On March 19, Mohammed al-Nabbous, a Libyan journalist, died from gunfire during fighting between government forces and armed rebels near Benghazi. Al-Nabbous had been broadcasting news from Benghazi for the online Libya Al-Hurra TV, which he founded.
On March 23, the government released Dave Clark, a reporter, and Roberto Schmidt, a photographer, both from Agence France-Presse, and Joe Raedle, a photographer for Getty Images, all of whom who had been held since March 19.
On March 21, the government released four journalists working for The New York Times, who had been detained by Libyan soldiers in Ajdabiya on March 15. The journalists – Anthony Shadid, Stephen Farrell, Tyler Hicks, and Lynsey Addario – said after their release that soldiers had threatened them with death, and beat, slapped, and punched them during their six-day detention. The whereabouts of the team’s Libyan driver, Mohamed Shaglouf, remain unknown
On March 8, the Libyan government released three journalists from the BBC, after holding them for 21 hours. Two of the journalists said they had been beaten and all three had been subjected to a mock execution. One of the BBC journalists, Feras Killani, a Palestinian with a Syrian passport, said a military captain beat, kicked, and kneed him. “Then he found a plastic pipe on the ground and beat me with that,” Killani told The Guardian newspaper. “Then one of the soldiers gave him a long stick.”
The Committee to Protect Journalists has documented more than 60 attacks on the press in Libya over the past month. These include the deaths of al-Nabbous and al-Jaber, 36 detentions and 9 assaults.
The Libyan government has also restricted the free movement of journalists in areas of western Libya under its control, allowing them to travel only with government escorts who supervise their work.

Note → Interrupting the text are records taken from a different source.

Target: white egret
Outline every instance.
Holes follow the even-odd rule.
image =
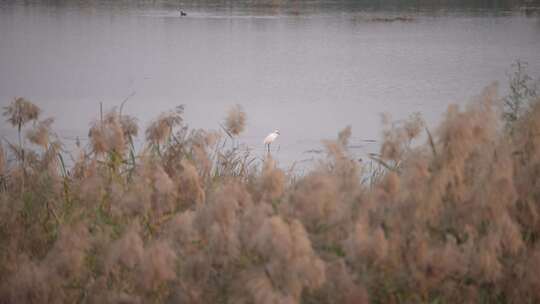
[[[279,130],[276,129],[274,132],[268,134],[266,138],[264,139],[264,144],[268,146],[268,153],[270,153],[270,144],[276,140],[276,138],[279,136]]]

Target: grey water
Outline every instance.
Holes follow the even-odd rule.
[[[191,127],[217,130],[240,104],[254,155],[277,128],[281,165],[309,162],[347,125],[363,155],[377,151],[382,113],[434,126],[494,81],[504,95],[518,59],[540,76],[539,15],[485,3],[2,1],[0,105],[24,96],[84,142],[99,104],[128,96],[143,130],[180,104]]]

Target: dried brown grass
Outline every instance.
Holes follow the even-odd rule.
[[[512,133],[498,100],[450,106],[426,143],[418,115],[388,122],[369,183],[350,127],[291,178],[178,110],[139,153],[135,120],[106,114],[65,168],[19,101],[6,117],[41,148],[0,148],[0,303],[539,302],[540,100]]]

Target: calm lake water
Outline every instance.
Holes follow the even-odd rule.
[[[515,7],[85,3],[0,3],[0,103],[27,97],[68,140],[84,142],[100,102],[112,108],[132,93],[124,113],[143,128],[184,104],[191,127],[218,129],[240,104],[248,114],[241,142],[262,155],[263,138],[279,128],[274,155],[286,167],[317,157],[306,151],[346,125],[356,153],[375,152],[381,113],[420,112],[434,125],[449,104],[493,81],[505,94],[517,59],[540,76],[539,17]],[[413,20],[376,19],[396,16]],[[3,121],[0,132],[11,136]]]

Journalists who attempt to leave their hotel in Tripoli without an escort are halted and sometimes detained.
Even prior to the current conflict, the media in Libya were strictly controlled, Human Rights Watch said.
Libyan law does not meet international standards for free expression. The country’s Constitutional Declaration of 1969 guarantees freedom of expression only “within the limits of public interest and the principles of the [Al Fatah] Revolution.” Law 20, On Enhancing Freedom, states that “Every citizen has the right to openly express his thoughts and opinions in the Peoples’ Congresses and in the Jamahiriya [country’s] media” unless “he uses [that right] in violation of the people’s authority or for personal motives.”
“Muammar Gaddafi never respected freedom of the press before this crisis but he has really turned the screws over the past month,” Whitson said. “The government is using violence and intimidation to keep the world from knowing what is going on.”